Soldiers, Slashes, and Power Collars
In the 16th century, across Europe, soldiers would cut or “slash” the outer layer of their clothing—usually their jackets or sleeves—to reveal the contrasting fabric of the shirt underneath. This wasn’t about utility; it was about style. It was a deliberate display. The inner layers were often made of finer, more colorful fabric, and exposing them was a way to show off wealth, rank, and taste.
Eventually, tailors formalized the look—stitching slashes, gathering fabric, and stiffening collars to hold dramatic shapes. What began as swagger became structure.
But how did this display of wealth and status turn into the ruffles we know today? The evolution from display-as-status to decoration-as-design would take at least another 200 years...
The Dandy Era: Ruffles Get Flirty
After the French Revolution, the rigid dress codes of royalty and aristocracy began to loosen and fall out of fashion for the upper class—not necessarily because they weren’t beautiful, but because they had come to represent inequality and outdated hierarchy. Out of this vacuum came the dandy—a man who dressed with care, elegance, and often exaggeration, not to display inherited wealth but to craft an identity.
Ruffles became part of a more playful, intellectual, even provocative style. Think sharp tailoring softened with a frothy collar, or a crisp shirt with a little extra flair. The ruffle became a tool of self-expression—flamboyant, stylish, and kind of subversive. It wasn’t about gender so much as performance and play.
When Ruffles Got Boxed In
Post WW2, men’s fashion became increasingly sober and pared-down. Ornamentation, including ruffles, was coded as frivolous or vain, and therefore unmanly. That left decoration—including ruffles—to be picked up by women’s fashion, reshaping its meaning. No longer about power or flair, ruffles became signs of delicacy, modesty, and innocence. Conforming to a narrow ideal of womanhood: demure, decorative, and domestic.
Through the 1950s clothing reflected (and reinforced) the cultural pressure for women to stay sweet, gentle, and in their place after the chaos of war and women's growing role in the workforce. Ruffles became shorthand for innocence and girlhood, especially in children’s clothes, prom dresses, and bridalwear.

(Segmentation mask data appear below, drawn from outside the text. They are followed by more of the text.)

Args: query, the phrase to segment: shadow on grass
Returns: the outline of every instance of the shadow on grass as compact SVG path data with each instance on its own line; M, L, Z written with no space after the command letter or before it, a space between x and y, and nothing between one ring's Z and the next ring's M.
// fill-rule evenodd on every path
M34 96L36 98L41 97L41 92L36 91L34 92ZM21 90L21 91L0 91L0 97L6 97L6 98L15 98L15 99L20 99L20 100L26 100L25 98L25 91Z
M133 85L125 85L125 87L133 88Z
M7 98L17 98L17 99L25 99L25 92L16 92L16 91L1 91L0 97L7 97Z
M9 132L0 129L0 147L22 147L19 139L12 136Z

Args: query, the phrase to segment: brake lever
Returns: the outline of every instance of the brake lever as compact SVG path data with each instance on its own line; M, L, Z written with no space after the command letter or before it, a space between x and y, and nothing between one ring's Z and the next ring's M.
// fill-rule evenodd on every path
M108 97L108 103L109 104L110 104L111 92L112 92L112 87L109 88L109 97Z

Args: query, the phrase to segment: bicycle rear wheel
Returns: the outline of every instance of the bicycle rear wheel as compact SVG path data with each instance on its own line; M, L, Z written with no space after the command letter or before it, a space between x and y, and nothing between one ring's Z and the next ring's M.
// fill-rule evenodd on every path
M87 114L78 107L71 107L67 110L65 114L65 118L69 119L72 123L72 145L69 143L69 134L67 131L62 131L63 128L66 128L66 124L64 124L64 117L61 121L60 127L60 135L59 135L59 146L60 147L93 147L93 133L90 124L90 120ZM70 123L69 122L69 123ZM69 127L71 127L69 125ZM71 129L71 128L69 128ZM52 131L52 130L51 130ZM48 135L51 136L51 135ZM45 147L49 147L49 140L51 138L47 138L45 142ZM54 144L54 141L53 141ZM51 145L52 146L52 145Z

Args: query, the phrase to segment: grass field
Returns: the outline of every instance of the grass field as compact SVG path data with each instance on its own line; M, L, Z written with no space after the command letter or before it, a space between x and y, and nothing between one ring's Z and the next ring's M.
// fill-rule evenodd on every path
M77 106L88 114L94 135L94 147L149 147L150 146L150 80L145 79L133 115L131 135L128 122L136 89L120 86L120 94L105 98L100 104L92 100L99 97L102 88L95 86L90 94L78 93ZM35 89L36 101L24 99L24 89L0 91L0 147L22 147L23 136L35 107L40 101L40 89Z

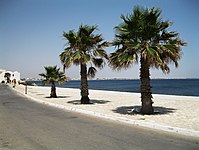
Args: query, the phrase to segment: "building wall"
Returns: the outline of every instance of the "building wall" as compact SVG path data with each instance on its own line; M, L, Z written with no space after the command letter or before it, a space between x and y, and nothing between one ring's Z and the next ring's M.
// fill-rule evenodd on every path
M5 72L6 72L5 70L0 69L0 83L1 83L2 81L5 81L5 78L4 78Z
M16 79L16 81L18 82L20 80L20 73L15 71L13 72L13 75L14 75L13 78Z

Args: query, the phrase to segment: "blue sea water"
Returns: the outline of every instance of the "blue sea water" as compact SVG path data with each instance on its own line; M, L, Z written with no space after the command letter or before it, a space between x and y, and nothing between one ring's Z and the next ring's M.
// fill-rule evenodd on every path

The Ruffle was no longer bold—it was obedient.
The Comeback: Ruffles with Teeth
But of course, fashion doesn’t stay in one lane. In the ’70s and ’80s, ruffles came back louder and weirder. Designers like Vivienne Westwood and Comme des Garçons made them huge and sculptural. They weren’t delicate—they were defiant.
Even now, ruffles are showing up across gender lines—especially in fashion that plays with performance and presence. Think Harry Styles in a sheer, ruffled Gucci blouse. Or Billy Porter in a ruffled cape or Bad Bunny mixing voluminous, flounced sleeves with sportswear. These aren’t throwback looks—they’re deliberate choices that tap into the ruffle’s history while rewriting its meaning.
So What Are Ruffles, Really?
That’s the thing: ruffles aren’t just frill. Ruffles can be romantic or theatrical, tender or defiant. They’re playful, sure—but they carry weight. History. Attitude. And like a lot of things labeled “feminine,” there’s more to the story than people realize.